Elle prit sans violence le trousseau de clés suspendu à sa ceinture.
Puis elle se plaça devant Gabriel.
Ses mains tremblaient tandis qu’elle ouvrait les serrures, une après l’autre.
Les anneaux de fer tombèrent sur la pierre avec un fracas qui résonna dans toute la salle.
Gabriel était libre.
Sans hésiter, ils se jetèrent dans les bras l’un de l’autre.
Ils ne se cachaient plus.
Ils n’avaient plus peur.
Au centre de la salle du trône, sous les yeux de tous, ils s’étreignirent avec une force désespérée.
À cet instant, aucune loi, aucun titre et aucun roi n’était plus puissant que leur amour.
Quelques mois passèrent.
Sous la pression grandissante du peuple, le roi Armand ne put conserver plus longtemps la couronne.
Il fut contraint d’abdiquer officiellement.
Dans tout le royaume, les habitants demandèrent qu’Éléonore lui succède, car elle avait conquis leur confiance non seulement par son courage, mais aussi par sa justice et sa compassion.
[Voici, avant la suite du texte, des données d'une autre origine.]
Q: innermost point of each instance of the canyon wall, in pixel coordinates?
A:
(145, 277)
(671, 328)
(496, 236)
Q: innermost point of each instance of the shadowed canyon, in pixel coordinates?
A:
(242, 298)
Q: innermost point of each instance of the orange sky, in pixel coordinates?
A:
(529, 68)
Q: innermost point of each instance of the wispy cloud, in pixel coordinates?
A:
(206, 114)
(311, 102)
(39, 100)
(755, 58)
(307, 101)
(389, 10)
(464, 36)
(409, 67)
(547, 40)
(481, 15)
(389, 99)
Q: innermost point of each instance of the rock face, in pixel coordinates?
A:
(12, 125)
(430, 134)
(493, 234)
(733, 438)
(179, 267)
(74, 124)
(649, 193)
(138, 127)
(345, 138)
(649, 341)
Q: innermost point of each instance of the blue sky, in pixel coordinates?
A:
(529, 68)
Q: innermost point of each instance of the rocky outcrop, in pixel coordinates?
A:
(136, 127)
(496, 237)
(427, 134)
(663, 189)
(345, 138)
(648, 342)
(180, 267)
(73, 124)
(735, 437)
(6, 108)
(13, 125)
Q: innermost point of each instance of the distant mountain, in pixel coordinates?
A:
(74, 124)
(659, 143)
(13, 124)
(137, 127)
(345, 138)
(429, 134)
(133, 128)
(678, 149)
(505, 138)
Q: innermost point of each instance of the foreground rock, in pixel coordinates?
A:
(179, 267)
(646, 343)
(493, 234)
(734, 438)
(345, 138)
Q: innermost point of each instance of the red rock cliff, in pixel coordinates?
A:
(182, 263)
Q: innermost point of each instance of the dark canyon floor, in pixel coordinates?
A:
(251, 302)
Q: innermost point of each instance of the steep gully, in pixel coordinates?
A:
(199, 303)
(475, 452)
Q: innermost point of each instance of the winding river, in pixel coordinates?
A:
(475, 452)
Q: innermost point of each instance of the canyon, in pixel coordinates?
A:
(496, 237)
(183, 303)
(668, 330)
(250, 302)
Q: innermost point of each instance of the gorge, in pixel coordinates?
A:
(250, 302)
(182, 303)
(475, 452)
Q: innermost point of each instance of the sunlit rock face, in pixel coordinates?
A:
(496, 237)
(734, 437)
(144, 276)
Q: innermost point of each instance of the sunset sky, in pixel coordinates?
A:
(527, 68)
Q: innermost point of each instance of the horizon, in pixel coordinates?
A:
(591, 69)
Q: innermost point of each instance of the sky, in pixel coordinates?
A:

Ainsi, Éléonore fut proclamée souveraine.
Le jour où elle monta sur le trône, son premier ordre ne fut pas un acte de vengeance.
Au contraire, elle entreprit de bâtir un royaume plus juste pour tous ceux que l’on avait méprisés, exploités ou condamnés sans raison.
Gabriel, lui, ne rechercha jamais les titres.
Il ne demanda ni noblesse.
Ni pouvoir.
Ni gloire, ni richesse.
Pour lui, le plus grand honneur consistait simplement à se tenir près de la femme qu’il aimait, libre et debout.
Il resta donc aux côtés d’Éléonore.
Non comme un homme soumis à la volonté d’un roi…
Mais comme son compagnon de vie et son égal en toute chose.
Des années plus tard, quand les habitants racontaient cette histoire, ils répétaient toujours la même vérité.
La princesse autrefois méprisée, raillée et considérée comme une honte à cause de son apparence était devenue l’une des souveraines les plus aimées et les plus respectées de l’histoire du royaume.
L’ancien esclave, à qui l’on avait jadis refusé jusqu’au droit de parler, était devenu l’un des conseillers les plus écoutés et les plus dignes de confiance du palais, grâce à sa sagesse, à son honnêteté et à son sens de la justice.
Car leur amour ne fut pas seulement l’histoire de deux êtres qui s’étaient enfin trouvés.
Il avait remplacé la peur par l’espoir.
Il avait changé la façon dont les gens se regardaient.
Il avait transformé le destin d’un royaume entier.
Et il avait révélé à tous une vérité impossible à oublier :
Le véritable amour ne sauve pas seulement ceux qui le rencontrent.
Il peut aussi devenir le premier pas capable de changer tout un monde.